O Conselho Federal de Administração (CFA) também deu sua contribuição ao criar o índice de Governança Municipal (IGM), com o intuito de auxiliar gestores públicos a entender, através de dados consolidados, quais seriam as possíveis oportunidades de melhorias em seus municípios. O IGM considera áreas como saúde, educação, saneamento e meio ambiente, segurança pública, gestão fiscal, transparência, recursos humanos, planejamento, entre outras, e separa os municípios em categorias conforme a população e renda per capta.
Pela métrica do CFA, a cidade brasileira mais bem pontuada entre aquelas com mais de 100 mil habitantes e renda média igual ou superior a R$ 34.090,00, é São Bernardo do Campo (SP), com IGM de 8,37. Na 21ª colocação, com IGM de 7,43, Belo Horizonte é a primeira capital a aparecer no ranking. São Paulo, maior cidade do Brasil, está em 35º lugar com 7,23. E a métrica foi elaborada para ser justa, já que não se pode comparar cidades ricas com cidades pobres. Em muitos casos, a gestão de um município pequeno é mais eficiente, mesmo com menos recursos, do que a de uma média ou grande cidade.

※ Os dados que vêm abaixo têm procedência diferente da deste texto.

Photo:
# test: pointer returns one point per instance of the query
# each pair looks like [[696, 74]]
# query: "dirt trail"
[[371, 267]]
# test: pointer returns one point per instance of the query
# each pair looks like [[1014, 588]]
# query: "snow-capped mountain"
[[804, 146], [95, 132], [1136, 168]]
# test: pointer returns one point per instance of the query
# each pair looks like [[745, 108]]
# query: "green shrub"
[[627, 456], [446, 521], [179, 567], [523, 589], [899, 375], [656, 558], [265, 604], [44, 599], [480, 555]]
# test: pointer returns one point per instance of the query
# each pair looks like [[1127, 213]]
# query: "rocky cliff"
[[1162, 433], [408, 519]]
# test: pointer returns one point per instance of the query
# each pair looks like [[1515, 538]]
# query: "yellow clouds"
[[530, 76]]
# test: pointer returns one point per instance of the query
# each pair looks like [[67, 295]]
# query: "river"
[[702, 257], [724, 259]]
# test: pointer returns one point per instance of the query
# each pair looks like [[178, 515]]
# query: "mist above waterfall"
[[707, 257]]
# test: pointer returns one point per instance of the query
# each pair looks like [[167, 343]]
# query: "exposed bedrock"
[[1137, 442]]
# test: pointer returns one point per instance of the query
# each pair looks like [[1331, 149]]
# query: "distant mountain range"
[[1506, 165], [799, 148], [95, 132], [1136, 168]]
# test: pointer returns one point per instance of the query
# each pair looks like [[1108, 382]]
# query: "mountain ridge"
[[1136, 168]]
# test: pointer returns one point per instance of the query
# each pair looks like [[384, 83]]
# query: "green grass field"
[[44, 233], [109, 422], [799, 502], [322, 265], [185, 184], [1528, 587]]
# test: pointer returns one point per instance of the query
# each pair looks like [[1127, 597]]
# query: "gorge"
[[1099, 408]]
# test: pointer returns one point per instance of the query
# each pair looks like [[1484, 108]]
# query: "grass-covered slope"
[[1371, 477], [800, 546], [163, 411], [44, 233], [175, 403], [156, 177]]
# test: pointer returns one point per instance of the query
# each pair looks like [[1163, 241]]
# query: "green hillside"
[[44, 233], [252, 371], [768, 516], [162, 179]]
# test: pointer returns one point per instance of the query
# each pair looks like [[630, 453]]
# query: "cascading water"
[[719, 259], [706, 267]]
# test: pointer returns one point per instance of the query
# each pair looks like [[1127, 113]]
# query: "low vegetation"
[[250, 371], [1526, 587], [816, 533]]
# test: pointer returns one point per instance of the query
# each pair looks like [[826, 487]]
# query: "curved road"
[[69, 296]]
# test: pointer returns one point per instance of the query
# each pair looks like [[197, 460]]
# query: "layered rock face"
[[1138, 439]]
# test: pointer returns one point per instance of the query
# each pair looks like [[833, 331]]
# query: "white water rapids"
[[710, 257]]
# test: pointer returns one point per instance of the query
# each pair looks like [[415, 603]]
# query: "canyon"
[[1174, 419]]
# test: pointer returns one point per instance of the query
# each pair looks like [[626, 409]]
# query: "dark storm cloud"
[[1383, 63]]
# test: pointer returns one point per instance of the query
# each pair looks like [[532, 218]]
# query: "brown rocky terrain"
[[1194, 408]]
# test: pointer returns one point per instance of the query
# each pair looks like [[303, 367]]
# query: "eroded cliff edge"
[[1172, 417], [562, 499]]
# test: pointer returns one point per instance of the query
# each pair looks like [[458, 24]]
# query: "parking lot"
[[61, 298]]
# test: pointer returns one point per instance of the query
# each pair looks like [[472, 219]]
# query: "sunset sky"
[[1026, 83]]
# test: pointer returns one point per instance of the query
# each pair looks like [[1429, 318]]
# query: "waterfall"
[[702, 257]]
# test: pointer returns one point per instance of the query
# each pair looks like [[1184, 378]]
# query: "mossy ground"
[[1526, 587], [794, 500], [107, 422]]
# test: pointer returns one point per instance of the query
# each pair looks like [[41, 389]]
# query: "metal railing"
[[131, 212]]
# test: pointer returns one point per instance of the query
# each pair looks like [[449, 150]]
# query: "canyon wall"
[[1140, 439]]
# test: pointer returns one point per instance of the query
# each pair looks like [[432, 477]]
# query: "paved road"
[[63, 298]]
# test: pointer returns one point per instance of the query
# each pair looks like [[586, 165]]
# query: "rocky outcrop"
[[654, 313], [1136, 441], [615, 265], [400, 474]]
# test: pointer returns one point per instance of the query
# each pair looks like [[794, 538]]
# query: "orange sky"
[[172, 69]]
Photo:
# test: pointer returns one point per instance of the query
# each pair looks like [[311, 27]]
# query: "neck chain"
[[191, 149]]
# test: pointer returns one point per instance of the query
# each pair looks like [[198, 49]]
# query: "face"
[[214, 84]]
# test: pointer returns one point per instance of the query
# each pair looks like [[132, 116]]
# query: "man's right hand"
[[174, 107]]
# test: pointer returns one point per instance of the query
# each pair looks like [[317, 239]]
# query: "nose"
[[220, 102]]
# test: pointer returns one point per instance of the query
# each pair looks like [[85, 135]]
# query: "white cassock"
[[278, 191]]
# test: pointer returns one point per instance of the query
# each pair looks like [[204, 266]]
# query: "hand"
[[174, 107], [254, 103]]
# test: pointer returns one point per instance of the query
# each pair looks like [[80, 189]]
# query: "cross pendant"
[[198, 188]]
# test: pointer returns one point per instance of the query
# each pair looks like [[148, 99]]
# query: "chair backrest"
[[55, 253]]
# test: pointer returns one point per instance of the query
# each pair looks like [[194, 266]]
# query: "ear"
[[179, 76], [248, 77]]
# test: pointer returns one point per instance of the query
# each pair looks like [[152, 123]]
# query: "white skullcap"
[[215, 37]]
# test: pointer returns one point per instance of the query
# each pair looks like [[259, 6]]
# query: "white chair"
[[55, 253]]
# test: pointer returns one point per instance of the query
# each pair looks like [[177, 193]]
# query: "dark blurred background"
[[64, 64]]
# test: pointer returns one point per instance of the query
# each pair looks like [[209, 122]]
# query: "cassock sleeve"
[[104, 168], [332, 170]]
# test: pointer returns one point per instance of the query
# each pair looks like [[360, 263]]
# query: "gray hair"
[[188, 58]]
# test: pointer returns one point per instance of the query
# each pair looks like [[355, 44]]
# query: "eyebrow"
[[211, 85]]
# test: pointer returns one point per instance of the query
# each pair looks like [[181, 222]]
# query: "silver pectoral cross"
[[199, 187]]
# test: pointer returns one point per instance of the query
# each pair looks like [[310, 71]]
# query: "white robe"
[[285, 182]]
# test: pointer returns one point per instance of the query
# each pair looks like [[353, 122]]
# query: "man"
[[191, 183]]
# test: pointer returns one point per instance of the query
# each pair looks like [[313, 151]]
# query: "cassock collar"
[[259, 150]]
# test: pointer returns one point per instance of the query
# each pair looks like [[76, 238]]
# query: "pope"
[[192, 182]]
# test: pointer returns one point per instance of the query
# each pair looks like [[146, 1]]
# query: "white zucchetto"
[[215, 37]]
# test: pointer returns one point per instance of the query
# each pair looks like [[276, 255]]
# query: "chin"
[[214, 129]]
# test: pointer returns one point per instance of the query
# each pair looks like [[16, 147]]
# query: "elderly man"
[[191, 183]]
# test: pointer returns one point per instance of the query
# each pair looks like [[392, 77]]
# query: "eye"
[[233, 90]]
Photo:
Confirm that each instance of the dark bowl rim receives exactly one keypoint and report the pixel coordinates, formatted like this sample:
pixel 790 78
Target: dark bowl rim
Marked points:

Como se pode constatar, a união de agentes públicos e privados especializados para a construção de uma agenda de fomento às melhores práticas de governança nos moldes ASG e também para a capacitação da alta gestão municipal pode ser o melhor caminho para eliminarmos o amadorismo vigente em grande parte das cidades brasileiras. De quebra, essa profissionalização contribui para que gestores públicos municipais que busquem outros cargos políticos elegíveis, seja no executivo ou legislativo, o façam com o conhecimento de gestão mais robusto adquirido por meio dessas ações. E toda a sociedade sai vencedora.
Marcos Rodrigues
é executivo C-level, Conselheiro, formado em Administração Industrial pela Politécnica da USP, com MBA na Universidade da Califórnia, Berkeley. É sócio fundador da MRD Consulting e da BR Rating, primeira agência de classificação de risco em governança corporativa.